Cascading collapse of online social networks.

机构信息

Center for Network Science, Central European University, Nádor u. 9, H-1051, Budapest, Hungary.

Department of Theoretical Physics, Budapest University of Technology and Economics, H-1111, Budapest, Hungary.

出版信息

Sci Rep. 2017 Dec 1;7(1):16743. doi: 10.1038/s41598-017-17135-1.

Abstract

Online social networks have increasing influence on our society, they may play decisive roles in politics and can be crucial for the fate of companies.

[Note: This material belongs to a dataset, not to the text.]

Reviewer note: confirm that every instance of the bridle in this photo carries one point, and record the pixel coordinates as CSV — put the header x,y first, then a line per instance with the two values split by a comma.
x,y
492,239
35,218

Such services compete with each other and some may even break down rapidly. Using social network datasets we show the main factors leading to such a dramatic collapse. At early stage mostly the loosely bound users disappear, later collective effects play the main role leading to cascading failures. We present a theory based on a generalised threshold model to explain the findings and show how the collapse time can be estimated in advance using the dynamics of the churning users. Our results shed light to possible mechanisms of instabilities in other competing social processes.

摘要

在线社交网络对我们的社会产生了越来越大的影响,它们可能在政治中发挥决定性作用,对公司的命运也至关重要。此类服务相互竞争,有些甚至可能迅速崩溃。我们使用社交网络数据集展示了导致这种戏剧性崩溃的主要因素。在早期,主要是松散绑定的用户消失,后来集体效应发挥了主要作用,导致级联故障。我们提出了一个基于广义阈值模型的理论来解释这些发现,并展示了如何使用 churn 用户的动态提前估计崩溃时间。我们的研究结果揭示了其他竞争社会过程中不稳定性的可能机制。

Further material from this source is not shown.